Clock of the Long Now

long now

The Clock of the Long Now is a proposed mechanical clock designed to keep time for 10,000 years. The project to build it is part of the Long Now Foundation, a private organization that seeks to become the seed of a very long-term cultural institution. The project was conceived by American inventor Danny Hillis in 1986: ‘I want to build a clock that ticks once a year. The century hand advances once every one hundred years, and the cuckoo comes out on the millennium.I want the cuckoo to come out every millennium for the next 10,000 years.’

The first prototype of the clock began working on December 31, 1999, just in time to display the transition to the year 2000. At midnight on New Year’s Eve, the date indicator changed from 01999 to 02000, and the chime struck twice. That prototype, approximately two meters tall, is currently on display at the Science Museum in London. The first full-scale clock’s manufacture and site construction is being funded by Jeff Bezos, who has donated $42 million, and is located on his Texas land.

The clock is one of several projects through which the foundation intends to promote long-term thinking. In the words of Stewart Brand, a founding board member of the foundation, ‘Such a clock, if sufficiently impressive and well-engineered, would embody deep time for people. It should be charismatic to visit, interesting to think about, and famous enough to become iconic in the public discourse. Ideally, it would do for thinking about time what the photographs of Earth from space have done for thinking about the environment.
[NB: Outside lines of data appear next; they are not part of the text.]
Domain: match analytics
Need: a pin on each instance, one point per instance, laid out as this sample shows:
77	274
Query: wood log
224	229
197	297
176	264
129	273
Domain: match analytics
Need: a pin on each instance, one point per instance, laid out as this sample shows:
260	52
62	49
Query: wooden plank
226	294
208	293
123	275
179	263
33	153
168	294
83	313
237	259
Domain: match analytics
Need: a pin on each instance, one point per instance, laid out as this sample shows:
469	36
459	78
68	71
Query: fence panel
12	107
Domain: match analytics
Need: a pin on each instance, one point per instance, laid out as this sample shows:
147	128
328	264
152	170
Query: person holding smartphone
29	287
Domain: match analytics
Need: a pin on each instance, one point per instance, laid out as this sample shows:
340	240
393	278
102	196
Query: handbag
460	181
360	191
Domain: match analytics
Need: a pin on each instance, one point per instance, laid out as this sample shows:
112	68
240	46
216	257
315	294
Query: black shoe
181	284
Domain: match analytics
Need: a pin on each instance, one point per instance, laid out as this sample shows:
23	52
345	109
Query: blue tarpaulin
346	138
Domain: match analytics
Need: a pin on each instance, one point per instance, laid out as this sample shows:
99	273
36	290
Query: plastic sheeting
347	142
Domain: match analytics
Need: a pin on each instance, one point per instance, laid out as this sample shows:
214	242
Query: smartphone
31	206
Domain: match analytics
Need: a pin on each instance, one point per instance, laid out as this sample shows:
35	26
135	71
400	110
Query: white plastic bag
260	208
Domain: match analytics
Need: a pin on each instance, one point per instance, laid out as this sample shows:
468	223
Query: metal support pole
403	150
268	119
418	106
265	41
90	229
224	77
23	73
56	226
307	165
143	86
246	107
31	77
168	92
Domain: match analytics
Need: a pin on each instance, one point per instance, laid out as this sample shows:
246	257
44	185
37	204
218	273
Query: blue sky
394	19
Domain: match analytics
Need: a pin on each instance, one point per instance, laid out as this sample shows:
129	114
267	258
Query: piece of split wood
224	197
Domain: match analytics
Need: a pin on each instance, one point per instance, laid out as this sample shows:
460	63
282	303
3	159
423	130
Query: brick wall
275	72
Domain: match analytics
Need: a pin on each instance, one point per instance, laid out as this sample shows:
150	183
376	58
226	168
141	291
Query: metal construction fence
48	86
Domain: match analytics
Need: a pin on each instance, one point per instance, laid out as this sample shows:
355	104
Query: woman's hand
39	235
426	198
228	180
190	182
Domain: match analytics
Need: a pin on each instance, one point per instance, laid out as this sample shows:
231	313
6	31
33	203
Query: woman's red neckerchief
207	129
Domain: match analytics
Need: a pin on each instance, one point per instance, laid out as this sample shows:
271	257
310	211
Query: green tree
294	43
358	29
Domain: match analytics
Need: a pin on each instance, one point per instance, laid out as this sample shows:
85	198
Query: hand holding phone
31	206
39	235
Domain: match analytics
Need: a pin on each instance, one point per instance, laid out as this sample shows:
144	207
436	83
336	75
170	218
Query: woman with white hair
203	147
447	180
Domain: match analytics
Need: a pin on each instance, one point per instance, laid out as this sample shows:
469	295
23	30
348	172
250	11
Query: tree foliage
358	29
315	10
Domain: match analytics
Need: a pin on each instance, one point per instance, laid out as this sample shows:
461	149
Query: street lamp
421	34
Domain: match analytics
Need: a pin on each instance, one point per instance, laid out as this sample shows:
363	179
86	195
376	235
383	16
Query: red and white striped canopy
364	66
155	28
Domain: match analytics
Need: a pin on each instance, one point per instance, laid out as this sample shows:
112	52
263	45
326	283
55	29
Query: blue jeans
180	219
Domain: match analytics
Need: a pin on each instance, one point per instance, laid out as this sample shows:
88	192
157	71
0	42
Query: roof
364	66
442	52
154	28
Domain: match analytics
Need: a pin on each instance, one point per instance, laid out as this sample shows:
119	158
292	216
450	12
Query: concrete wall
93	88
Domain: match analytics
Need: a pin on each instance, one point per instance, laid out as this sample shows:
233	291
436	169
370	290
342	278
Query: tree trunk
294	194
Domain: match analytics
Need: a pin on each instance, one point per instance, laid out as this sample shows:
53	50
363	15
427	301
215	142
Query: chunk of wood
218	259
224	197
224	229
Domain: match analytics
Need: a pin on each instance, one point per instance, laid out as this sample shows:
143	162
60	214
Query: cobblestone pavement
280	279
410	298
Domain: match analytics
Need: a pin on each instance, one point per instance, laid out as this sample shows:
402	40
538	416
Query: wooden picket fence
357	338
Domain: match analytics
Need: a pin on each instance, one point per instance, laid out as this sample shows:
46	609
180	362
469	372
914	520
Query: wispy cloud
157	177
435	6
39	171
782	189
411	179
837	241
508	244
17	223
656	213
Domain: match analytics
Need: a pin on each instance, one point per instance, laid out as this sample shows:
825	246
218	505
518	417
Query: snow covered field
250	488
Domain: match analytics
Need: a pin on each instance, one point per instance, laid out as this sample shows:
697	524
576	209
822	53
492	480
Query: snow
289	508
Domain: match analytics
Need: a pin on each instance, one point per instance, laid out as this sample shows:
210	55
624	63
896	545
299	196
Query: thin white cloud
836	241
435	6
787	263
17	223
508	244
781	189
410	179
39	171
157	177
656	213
Such icons reframe the way people think.’

The basic design principles and requirements for the clock are: Longevity (the clock should be accurate even after 10,000 years, and must not contain valuable parts that might be looted); Maintainability (future generations should be able to keep the clock working, if necessary, with nothing more advanced than Bronze Age tools and materials); and Transparency (the clock should be understandable without stopping or disassembling it; no functionality should be opaque).

Many options were considered for the power source of the clock, but most were rejected due to their inability to meet the requirements. For example, nuclear power and solar power systems would violate the principles of transparency and longevity. In the end, Hillis decided to require regular human winding of a falling weight design because the clock design already assumes regular human maintenance.

The clock will use an unreliable but accurate timer to adjust an inaccurate but reliable timer, creating a phase-locked loop. In the current design, a slow mechanical oscillator, based on a torsional pendulum, keeps time inaccurately, but reliably. At noon the light from the Sun, a timer that is accurate but (due to weather) unreliable, is concentrated on a segment of metal through a lens. The metal buckles and the buckling force resets the clock to noon. The combination can, in principle, provide both reliability and long-term accuracy.

The center of the clock will show a star field, indicating both the sidereal day and the precession of the zodiac. Around this will be a display showing the position of the Sun and the Moon in the sky, as well as the phase and angle of the Moon. Outside this will be the ephemeral dial, showing the year according to our current Gregorian calendar system. This will be a five-digit display, indicating the current year in a format like ‘02000’ instead of the more usual ‘2000’ (to avoid a Y10K problem).

Gears degrade over time in accuracy and efficiency due to the deleterious effects of friction. Instead, the clock uses binary digital logic, implemented mechanically in a sequence of stacked binary adders (or as their inventor, Hillis, calls them, serial bit-adders). In effect, the conversion logic is a simple digital computer (more specifically, a digital differential analyzer), implemented with mechanical wheels and levers instead of typical electronics. The computer has 32 bits of accuracy, with each bit represented by a mechanical lever or pin that can be in one of two positions. This binary logic can only keep track of elapsed time, like a stopwatch; to convert from elapsed to local solar time (that is, time of day), a cam subtracts from (or adds to) the cam slider, which the adders move.

Musician Brian Eno gave the Clock of the Long Now its name (and coined the term ‘Long Now’) in an essay; he has collaborated with Hillis on the writing of music for the chimes for a future prototype.